III. DES PROGRAMMES ÉPHÉMÈRES QUI INTERROGENT QUANT AUX INTENTIONS DU GOUVERNEMENT ET AUX AMBITIONS DÉVOLUES À LA MISSION « SANTÉ »

A. LUTTE CONTRE LA FRAUDE SOCIALE : QUEL RESPECT DES DÉCISIONS DU PARLEMENT ?

Créé à l'occasion de la loi du 16 août 2022 de finances rectificatives pour 202221(*) aux fins de lutter contre la fraude aux prestations sociale par le développement d'une solution d'identification des assurés sociaux par la biométrie, le programme 378 « Carte Vitale biométrique » n'a été que faiblement exécuté avant sa disparition, le Gouvernement n'ayant pas daigné faire prospérer le dispositif.

Initialement doté de 20 millions d'euros en AE et en CP, le programme 378 a fait l'objet d'une exécution que le rapporteur spécial d'alors avait qualifié de « peu soucieuse des prérogatives parlementaires22(*). » En effet, les crédits ouverts au titre de ce nouveau programme n'ont été exécutés qu'à hauteur de 4,3 millions d'euros.

Lors de l'examen du projet de loi de finances pour 2023, le texte initial ne comprenait plus le programme 378. Réintroduit par le Sénat contre l'avis du Gouvernement, qui s'y était opposé en indiquant qu'une mission de l'Inspection générale des affaires sociales (Igas) était en cours, il n'a pas été retenu lors de l'engagement de la responsabilité du Gouvernement en lecture définitive.

Faisant suite à ces débats, un rapport conjoint de l'Inspection générale des finances (IGF) et de l'Inspection générale des affaires sociales (Igas) a été demandé par le Gouvernement. Remis en avril 2023, ce rapport a considéré que la mise en oeuvre d'une solution biométrique intégrée à la carte Vitale serait onéreuse (925 millions d'euros) et difficile à mettre en oeuvre. Pour les inspections, il existe des solutions alternatives à la biométrie afin d'atteindre les objectifs fixés :

- l'Application carte Vitale (ApCV), en cours de développement, offre la possibilité de disposer d'une version dématérialisée de la carte Vitale sur un smartphone.

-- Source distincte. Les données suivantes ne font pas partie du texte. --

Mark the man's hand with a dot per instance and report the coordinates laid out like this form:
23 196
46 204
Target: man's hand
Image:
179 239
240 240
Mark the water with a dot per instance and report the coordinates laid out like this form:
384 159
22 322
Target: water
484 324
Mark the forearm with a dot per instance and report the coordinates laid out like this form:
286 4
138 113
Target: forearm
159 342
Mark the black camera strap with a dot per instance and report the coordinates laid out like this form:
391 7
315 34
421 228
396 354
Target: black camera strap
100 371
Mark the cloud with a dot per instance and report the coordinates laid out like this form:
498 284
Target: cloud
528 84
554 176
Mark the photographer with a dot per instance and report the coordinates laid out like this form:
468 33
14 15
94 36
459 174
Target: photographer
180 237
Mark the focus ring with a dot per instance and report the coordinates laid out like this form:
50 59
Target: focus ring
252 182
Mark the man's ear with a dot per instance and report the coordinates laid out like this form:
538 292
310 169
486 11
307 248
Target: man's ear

Elle permettrait aux usagers de suivre leurs dépenses ; quant aux professionnels de santé et à l'assurance maladie, elle leur permet de facturer plus facilement. L'assurance maladie prévoit à terme un large déploiement de ce dispositif. Dans ce cadre, un enrôlement biométrique, par reconnaissance faciale, est prévu pour activer l'application et garantir la cohérence entre l'identité de l'assuré et l'utilisateur du smartphone.

- l'inscription du numéro de sécurité sociale sur la carte d'identité électronique (CNIe), qui est également à l'étude, y compris dans le « plan fraude » du ministre des Comptes publics. Cette option présente plusieurs avantages, bien que la direction de la sécurité sociale ait informé le rapporteur des potentielles difficultés pratiques que soulèverait sa mise en oeuvre.

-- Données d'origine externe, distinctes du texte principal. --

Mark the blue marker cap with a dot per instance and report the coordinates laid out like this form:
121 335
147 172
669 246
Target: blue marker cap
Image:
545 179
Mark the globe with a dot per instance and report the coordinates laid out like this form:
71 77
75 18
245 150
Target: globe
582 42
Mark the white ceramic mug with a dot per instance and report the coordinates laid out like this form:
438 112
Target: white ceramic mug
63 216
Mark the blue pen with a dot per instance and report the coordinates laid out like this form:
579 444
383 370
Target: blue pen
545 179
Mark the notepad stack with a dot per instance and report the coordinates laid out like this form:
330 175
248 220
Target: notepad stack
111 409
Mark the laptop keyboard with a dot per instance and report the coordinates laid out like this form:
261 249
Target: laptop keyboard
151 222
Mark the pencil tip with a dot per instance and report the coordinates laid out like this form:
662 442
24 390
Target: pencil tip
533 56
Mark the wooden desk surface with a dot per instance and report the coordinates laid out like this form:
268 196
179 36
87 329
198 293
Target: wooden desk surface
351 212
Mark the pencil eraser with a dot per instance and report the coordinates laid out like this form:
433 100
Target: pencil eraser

Désireux de réaffirmer la volonté du Sénat que soient utilisés les crédits ouverts en 2022 tout en prévoyant une solution qui puisse être utile à l'administration dans le développement d'une réponse commune contre les fraudes, le rapporteur a souhaité proposer une nouvelle fois la création d'un programme dédié.

Ne reste plus, pour le Gouvernement qu'à s'emparer de cette opportunité de faire progresser l'effort de lutte contre les fraudes.


* 21 Loi n° 2022-1157 du 16 août 2022 de finances rectificative pour 2022.

* 22 M. Christian Klinger, Rapport n° 771 (2022-2023), Annexe n° 28, 28 juin 2023.